Durante la Segunda República, la Semana Santa vivió uno de sus periodos más convulsos. Aunque hoy en día es difícil imaginar estas fechas sin las tradicionales procesiones, hubo un tiempo en que estas manifestaciones religiosas estuvieron seriamente amenazadas. El contexto político y social de los años 30, marcado por un fuerte anticlericalismo y la tensión ideológica, condicionó profundamente la celebración de estas festividades.
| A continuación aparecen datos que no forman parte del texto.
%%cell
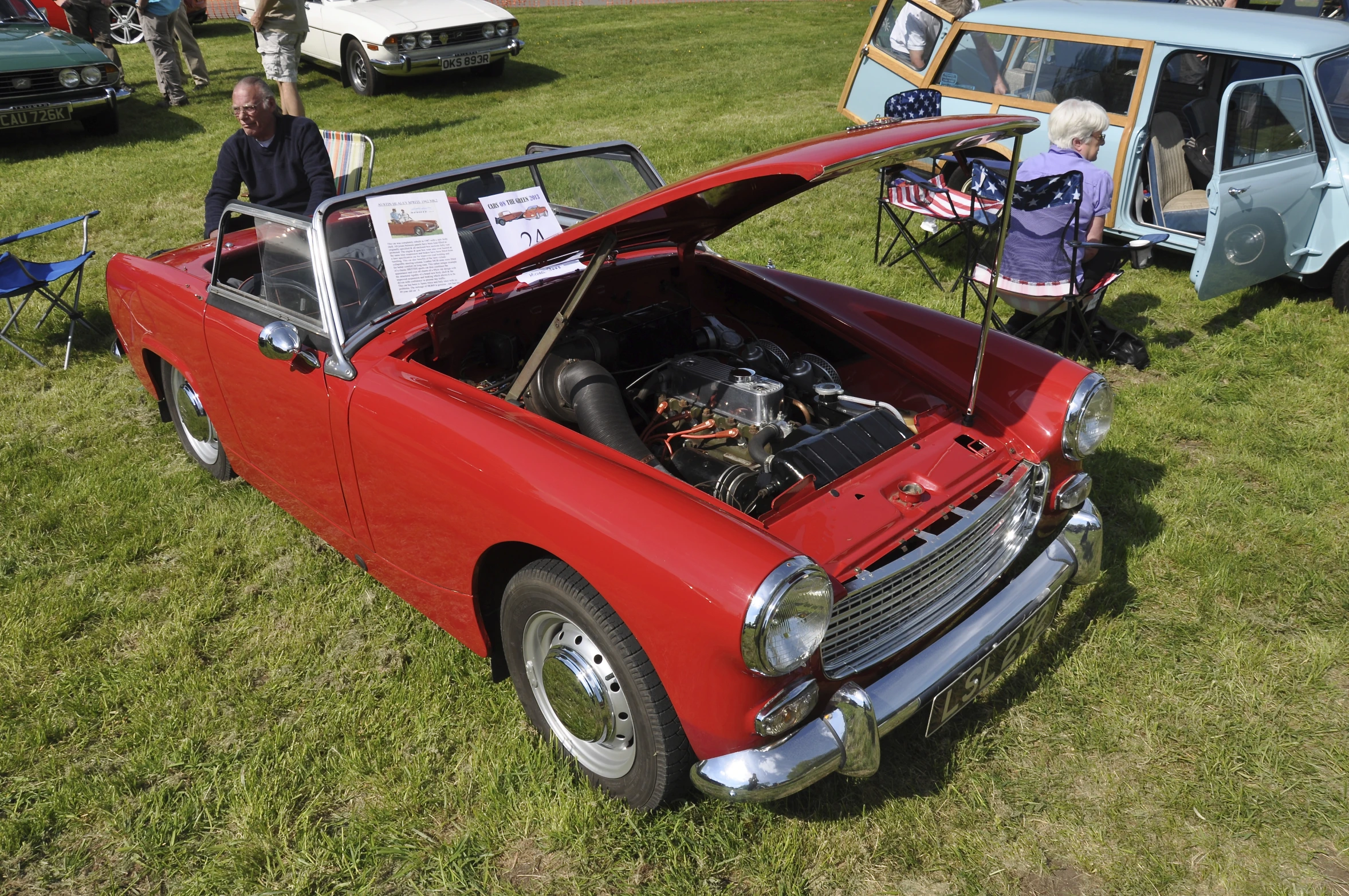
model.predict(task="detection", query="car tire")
[501,560,693,811]
[80,105,121,136]
[159,359,235,482]
[108,0,145,45]
[343,41,384,96]
[1330,255,1349,312]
Un clima hostil y antireligioso
El cambio comenzó pocos días después del 14 de abril de 1931, cuando se proclamó la Segunda República. Una de las primeras medidas del nuevo régimen fue prohibir las manifestaciones religiosas en espacios públicos. Aunque el Ayuntamiento de Sevilla no llegó a vetar directamente las procesiones, sí eliminó las subvenciones que tradicionalmente las financiaban. A esto se sumaron amenazas explícitas por parte de organizaciones como el PSOE, PCE y CNT, que instaban a las cofradías a evitar los actos públicos si no querían "atenerse a las consecuencias", según expresaron las Juventudes Socialistas.
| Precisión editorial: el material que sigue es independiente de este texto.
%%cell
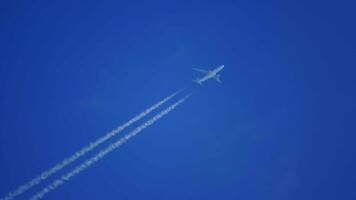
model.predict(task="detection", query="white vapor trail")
[0,90,182,200]
[30,95,190,200]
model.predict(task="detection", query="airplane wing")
[192,68,208,74]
Ese mismo año, el 29 de marzo, Sevilla iniciaba su Semana Santa, coincidiendo con la campaña electoral previa a las elecciones municipales que precipitarían la caída de la monarquía. A pesar de las amenazas, todas las hermandades procesionaron con normalidad, a excepción del Santo Entierro, que optó únicamente por visitar la catedral. Esta determinación se mantuvo frente a un clima social cada vez más hostil, protagonizado por sectores anarquistas y de izquierda que arremetían contra las cofradías.
Ataques contra la Iglesia
La violencia anticlerical fue en aumento entre abril de 1931 y diciembre de 1933. La inacción del Gobierno y de las fuerzas de seguridad contribuyó al clima de inseguridad. El ataque más grave se produjo el 8 de abril, cuando una multitud asaltó el templo de La Hiniesta y redujo a cenizas varias imágenes sagradas, entre ellas una Dolorosa tallada por Martínez Montañés y un Cristo del siglo XIV. A partir de entonces, la prioridad de las hermandades fue proteger sus imágenes del vandalismo.
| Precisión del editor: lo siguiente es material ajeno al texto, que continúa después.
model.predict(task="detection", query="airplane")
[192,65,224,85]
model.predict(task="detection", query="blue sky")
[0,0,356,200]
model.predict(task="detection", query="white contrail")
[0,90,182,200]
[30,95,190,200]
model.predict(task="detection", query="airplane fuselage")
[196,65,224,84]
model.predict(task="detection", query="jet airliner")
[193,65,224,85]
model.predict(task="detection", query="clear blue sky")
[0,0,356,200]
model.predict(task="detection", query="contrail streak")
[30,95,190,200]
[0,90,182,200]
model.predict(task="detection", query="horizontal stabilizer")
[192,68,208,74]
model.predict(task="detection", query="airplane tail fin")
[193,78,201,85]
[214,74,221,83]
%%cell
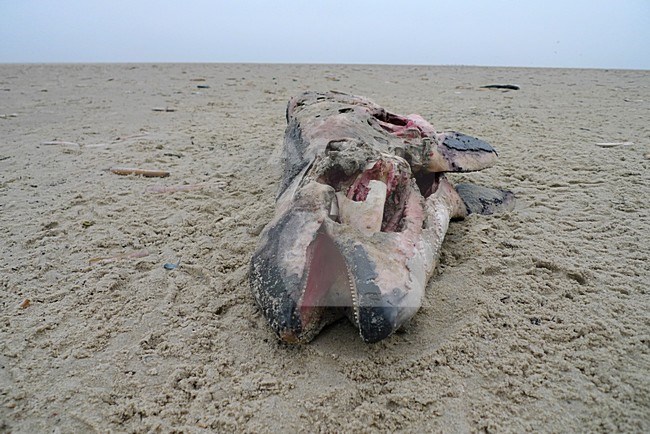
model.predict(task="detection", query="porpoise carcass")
[249,92,514,342]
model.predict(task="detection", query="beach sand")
[0,64,650,433]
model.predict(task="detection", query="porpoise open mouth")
[250,92,514,342]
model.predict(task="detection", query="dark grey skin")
[250,92,514,342]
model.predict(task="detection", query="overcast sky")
[0,0,650,69]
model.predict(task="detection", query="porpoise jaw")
[250,93,512,343]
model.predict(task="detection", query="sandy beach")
[0,64,650,433]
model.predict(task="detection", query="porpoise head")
[250,141,446,342]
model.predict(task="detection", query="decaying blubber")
[250,92,514,342]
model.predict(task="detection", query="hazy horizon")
[0,0,650,70]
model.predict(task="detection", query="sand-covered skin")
[0,65,650,433]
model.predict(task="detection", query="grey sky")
[0,0,650,69]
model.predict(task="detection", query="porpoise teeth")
[336,180,388,235]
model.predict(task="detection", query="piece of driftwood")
[481,84,520,90]
[108,167,169,178]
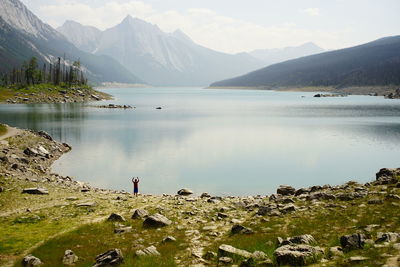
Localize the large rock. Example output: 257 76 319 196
274 245 324 266
107 213 126 222
22 187 49 195
278 234 317 246
132 209 149 219
178 188 193 196
63 249 78 265
136 246 161 257
340 233 366 250
22 255 42 267
276 185 296 196
218 244 252 259
143 213 172 228
231 224 254 235
93 248 124 267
La situación se agravó en 1933, cuando ninguna hermandad salió a procesionar debido al clima de inestabilidad y persecución religiosa. En 1932, únicamente La Estrella desfiló, pero lo hizo el Jueves Santo y no en su tradicional Domingo de Ramos. Durante su recorrido, un grupo de comunistas impidió el paso al grito de "viva el comunismo libertario" e incluso uno de ellos disparó contra la Virgen vaciando un cargador entero.
Vuelta a la "normalidad"
En 1934, la tensión comenzó a ceder ligeramente, aunque solo unas pocas cofradías se atrevieron a salir. La decisión solía coincidir con la cercanía ideológica al gobierno. No fue hasta 1935 y 1936, bajo el Frente Popular, cuando todas las hermandades retomaron sus procesiones. Aun así, el ambiente seguía siendo delicado. El propio Manuel Azaña, entonces presidente del Gobierno, llegó a declarar: "Todos los conventos e iglesias de Madrid no valen la vida de un republicano".